Mumbai, Feb 23 (IANS) Commercial seaplane services will commence between Mumbai and Lonavala’s Aamby Valley hill station from Feb 24, with the 100-km-long flight taking 25-28 minutes, or one-fourth of the time taken by road, an official said.
“Initially, one flight which will be operated daily by a four-seater aircraft and depending on the response, the services will be increased,” Maharashtra Tourism Development Corporation (MTDC) Managing Director Jagdish Patil told IANS.
The flights will be operated by Mumbai-based Maritime Energy Heli Air Services Pvt Ltd (MEHAIR) with a four-seater Cessna 206 Amphibian.
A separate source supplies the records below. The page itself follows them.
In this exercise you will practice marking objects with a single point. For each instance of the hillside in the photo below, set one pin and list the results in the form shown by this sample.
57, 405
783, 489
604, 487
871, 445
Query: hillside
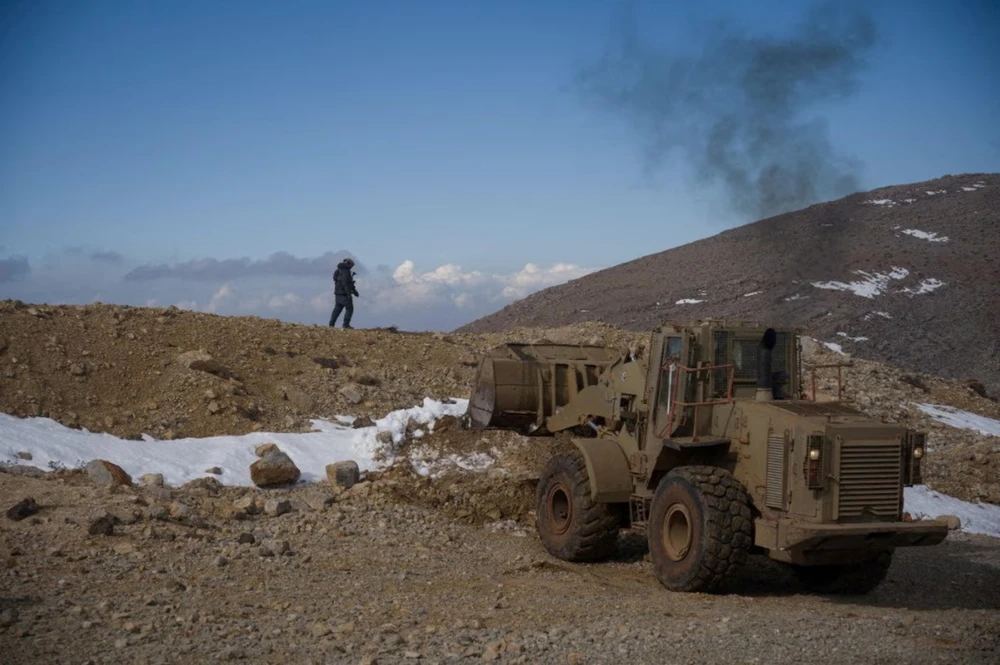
905, 274
431, 556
A nine-seater Cessna 208 Amphibian will be deployed if the demand increases.
The test flights were completed in Dec 2013 when the amphibians smoothly landed and took off from the Aamby Valley Lake.
Later, MEHAIR plans to launch other routes, including Mumbai (Juhu) to Mula Dam which is close to the pilgrimage centres of Shirdi, Shani-Shingnapur and Trimbakeshwar in Ahmednagar district, and to Mahabaleshwar and other major destinations which have no air connectivity, the official said.
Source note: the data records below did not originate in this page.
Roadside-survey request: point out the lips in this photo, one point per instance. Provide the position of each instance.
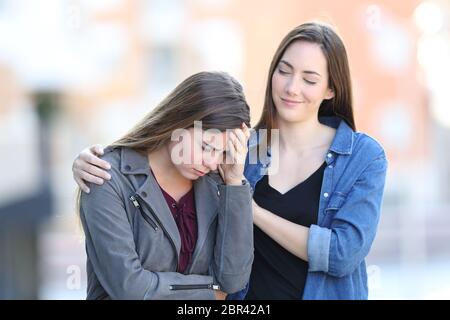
(290, 102)
(199, 173)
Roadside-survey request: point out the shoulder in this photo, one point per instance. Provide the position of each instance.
(367, 147)
(113, 156)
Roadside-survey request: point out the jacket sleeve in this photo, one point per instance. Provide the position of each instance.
(340, 249)
(111, 250)
(233, 251)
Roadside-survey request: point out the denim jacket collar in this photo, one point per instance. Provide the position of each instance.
(342, 142)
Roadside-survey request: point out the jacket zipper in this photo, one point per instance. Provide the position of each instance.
(136, 197)
(194, 286)
(146, 217)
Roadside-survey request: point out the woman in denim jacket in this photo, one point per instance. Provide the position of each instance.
(318, 184)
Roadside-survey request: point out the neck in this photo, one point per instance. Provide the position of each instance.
(301, 136)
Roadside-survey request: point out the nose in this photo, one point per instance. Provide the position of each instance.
(211, 162)
(293, 86)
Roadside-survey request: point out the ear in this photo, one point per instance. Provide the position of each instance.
(330, 94)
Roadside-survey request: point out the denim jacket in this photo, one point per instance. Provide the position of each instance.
(349, 211)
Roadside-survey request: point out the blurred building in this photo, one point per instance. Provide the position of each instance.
(106, 63)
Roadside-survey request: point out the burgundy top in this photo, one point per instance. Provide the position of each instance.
(185, 217)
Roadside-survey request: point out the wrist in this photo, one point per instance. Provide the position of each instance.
(236, 181)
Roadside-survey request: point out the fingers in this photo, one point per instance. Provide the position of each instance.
(97, 149)
(231, 149)
(82, 185)
(222, 173)
(86, 177)
(88, 156)
(93, 170)
(246, 131)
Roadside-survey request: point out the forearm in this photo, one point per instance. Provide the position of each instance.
(233, 252)
(291, 236)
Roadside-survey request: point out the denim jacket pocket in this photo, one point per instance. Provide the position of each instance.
(337, 199)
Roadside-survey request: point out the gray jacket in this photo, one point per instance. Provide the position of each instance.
(132, 241)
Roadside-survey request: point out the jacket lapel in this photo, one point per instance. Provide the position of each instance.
(207, 205)
(150, 192)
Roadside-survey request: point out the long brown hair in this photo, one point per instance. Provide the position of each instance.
(214, 98)
(341, 105)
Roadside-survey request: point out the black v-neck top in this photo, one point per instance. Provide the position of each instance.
(276, 273)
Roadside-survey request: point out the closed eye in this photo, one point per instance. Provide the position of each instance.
(310, 82)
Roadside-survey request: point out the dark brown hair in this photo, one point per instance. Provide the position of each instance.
(341, 105)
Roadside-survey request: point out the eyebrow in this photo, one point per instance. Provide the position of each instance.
(305, 71)
(214, 147)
For this, the MTDC is collaborating with the irrigation ministry to identify various lakes, rivers and around 50 dams as well as other big and small water bodies for starting seaplane flights across the state.
On its part, the MEHAIR plans to expand to all coastal areas which have beaches and landlocked states with lakes, rivers or dams for amphibian flight operations.
The MTDC has plans to start a seaplane service linking the suburbs with south Mumbai – in a mere 5-10 minutes – but the proposal is awaiting central clearances.
A MEHAIR official said a seaplane is a fixed-wing aircraft capable of taking off or landing on water, without the need for an airstrip. Another category of amphibian aircraft can also take-off from and land at regular airfields.
Seaplanes require either a 1 km long airstrip or a water body which is a km long and at least 10 feet deep.
The seaplanes will fly at between 700-3,500 feet, thus giving a good view of the terrain below, while the pilots would be in shorts, to enable them wade in the water for anchoring the aircraft after landing.
Holding a non-scheduled operator’s permit, MEHAIR has already acquired a hangar at the Juhu Airport from where it would operate the flights as daily charters.
Besides Mumbai, the only other seaplane service currently operational is in the Andaman and Nicobar Islands for the past three years.